These academic exchange programmes were finalised under the patronage of Frédérique Vidal, Minister of Higher Education, Research and Innovation, and his Indian counterpart, Prakash Javadekar, Minister for Human Resource Development, in the context of the Knowledge Summit, the first Franco-Indian Summit for University, scientific and Technology Cooperation.
Held in New Delhi, in the context of President Macron's official visit to India, the bilateral summit was the setting for the signing of a Franco-Indian agreement on the mutual recognition of degrees, and the creation of the Franco-Indian Fund of Education to improve mobility between the two countries. President Macron was accompanied by Paul Friedel, president of IMT Atlantique, Yann Busnel, Head of the Department of Networks, Cybersecurity, and Digital Law, and Gilles Coppin, president of Lab-STICC (a French National Centre for Scientific Research (CNRS) laboratory in the field of information and communication science and technology). Two memoranda of understanding were signed with two prestigious engineering schools, the Indian Institutes of Technology (ITT) of Indore and Madras.

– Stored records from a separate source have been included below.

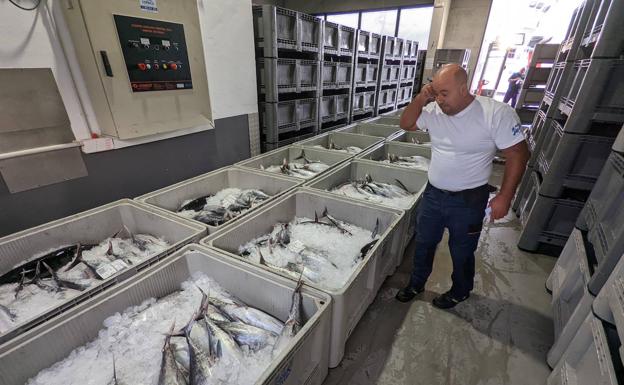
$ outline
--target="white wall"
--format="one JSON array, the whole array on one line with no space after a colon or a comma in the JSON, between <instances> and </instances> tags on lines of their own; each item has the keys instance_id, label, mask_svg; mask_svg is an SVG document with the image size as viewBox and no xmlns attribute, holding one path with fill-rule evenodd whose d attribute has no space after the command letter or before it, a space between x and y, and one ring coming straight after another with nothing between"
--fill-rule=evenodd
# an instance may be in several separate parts
<instances>
[{"instance_id":1,"label":"white wall","mask_svg":"<svg viewBox=\"0 0 624 385\"><path fill-rule=\"evenodd\" d=\"M61 45L63 23L55 19L61 13L52 12L64 4L42 0L36 11L27 12L0 2L0 68L51 68L72 131L84 140L91 132L87 114ZM257 112L251 0L198 0L198 7L213 119ZM171 134L148 140L167 136Z\"/></svg>"},{"instance_id":2,"label":"white wall","mask_svg":"<svg viewBox=\"0 0 624 385\"><path fill-rule=\"evenodd\" d=\"M198 0L213 119L258 112L251 0Z\"/></svg>"},{"instance_id":3,"label":"white wall","mask_svg":"<svg viewBox=\"0 0 624 385\"><path fill-rule=\"evenodd\" d=\"M77 139L89 137L78 94L52 16L52 1L27 12L0 3L0 68L51 68Z\"/></svg>"}]
</instances>

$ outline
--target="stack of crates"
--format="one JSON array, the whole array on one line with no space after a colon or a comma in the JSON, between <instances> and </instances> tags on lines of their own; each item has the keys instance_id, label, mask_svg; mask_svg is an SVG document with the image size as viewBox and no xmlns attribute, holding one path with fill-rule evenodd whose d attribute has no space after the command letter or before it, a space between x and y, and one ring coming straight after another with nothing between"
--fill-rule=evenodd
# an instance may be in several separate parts
<instances>
[{"instance_id":1,"label":"stack of crates","mask_svg":"<svg viewBox=\"0 0 624 385\"><path fill-rule=\"evenodd\" d=\"M418 42L405 40L403 57L401 58L401 78L399 79L399 95L396 108L402 108L412 101L414 81L418 77Z\"/></svg>"},{"instance_id":2,"label":"stack of crates","mask_svg":"<svg viewBox=\"0 0 624 385\"><path fill-rule=\"evenodd\" d=\"M406 41L393 36L381 37L381 58L379 60L379 79L377 81L377 100L375 115L395 109L401 79L401 59Z\"/></svg>"},{"instance_id":3,"label":"stack of crates","mask_svg":"<svg viewBox=\"0 0 624 385\"><path fill-rule=\"evenodd\" d=\"M417 42L414 42L418 44ZM416 57L416 77L414 77L414 86L412 87L412 95L416 96L420 92L420 88L423 84L423 74L425 71L425 58L427 57L426 50L418 51L418 56Z\"/></svg>"},{"instance_id":4,"label":"stack of crates","mask_svg":"<svg viewBox=\"0 0 624 385\"><path fill-rule=\"evenodd\" d=\"M517 197L523 250L561 251L624 122L623 13L622 1L586 0L573 14L529 140Z\"/></svg>"},{"instance_id":5,"label":"stack of crates","mask_svg":"<svg viewBox=\"0 0 624 385\"><path fill-rule=\"evenodd\" d=\"M624 141L624 130L620 131L619 138ZM575 340L579 339L579 333L583 333L588 317L601 326L598 322L600 318L608 320L618 313L620 318L624 316L621 307L624 294L623 201L624 146L620 144L610 151L576 227L546 283L553 295L555 323L555 343L548 353L551 367L561 367L562 360L570 360L571 354L574 357L571 352L578 350L578 341ZM615 294L619 304L616 309L608 305L611 302L608 297L612 294ZM610 361L610 358L605 361Z\"/></svg>"},{"instance_id":6,"label":"stack of crates","mask_svg":"<svg viewBox=\"0 0 624 385\"><path fill-rule=\"evenodd\" d=\"M319 129L322 21L272 5L253 6L263 151Z\"/></svg>"},{"instance_id":7,"label":"stack of crates","mask_svg":"<svg viewBox=\"0 0 624 385\"><path fill-rule=\"evenodd\" d=\"M349 124L356 29L323 22L319 99L320 132Z\"/></svg>"},{"instance_id":8,"label":"stack of crates","mask_svg":"<svg viewBox=\"0 0 624 385\"><path fill-rule=\"evenodd\" d=\"M558 44L537 44L533 50L516 103L516 112L522 124L530 124L535 118L558 48Z\"/></svg>"},{"instance_id":9,"label":"stack of crates","mask_svg":"<svg viewBox=\"0 0 624 385\"><path fill-rule=\"evenodd\" d=\"M353 98L350 121L356 122L375 116L377 79L381 57L381 35L358 30L353 63Z\"/></svg>"}]
</instances>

The agreements, signed respectively between IIT Indore and IMT Atlantique, and IIT Madras and IMT Atlantique for Lab-STICC via the CNRS, allow for Indian engineering students to study at IMT Atlantique and IMT Atlantique students to do internships and study in India. These agreements also open the way for staff exchanges and joint teaching modules; researcher, doctoral and post-doctoral student exchanges; and joint research programmes. The agreement with IIT Madras mirrors an agreement between Thales and IIT Madras, also signed during the Knowledge Summit, which allows for theses to be jointly supervised by IMT Atlantique, Lab-STICC and IIT Madras, to be financed by the industrial sector. The first of these theses should be underway by the end of 2018.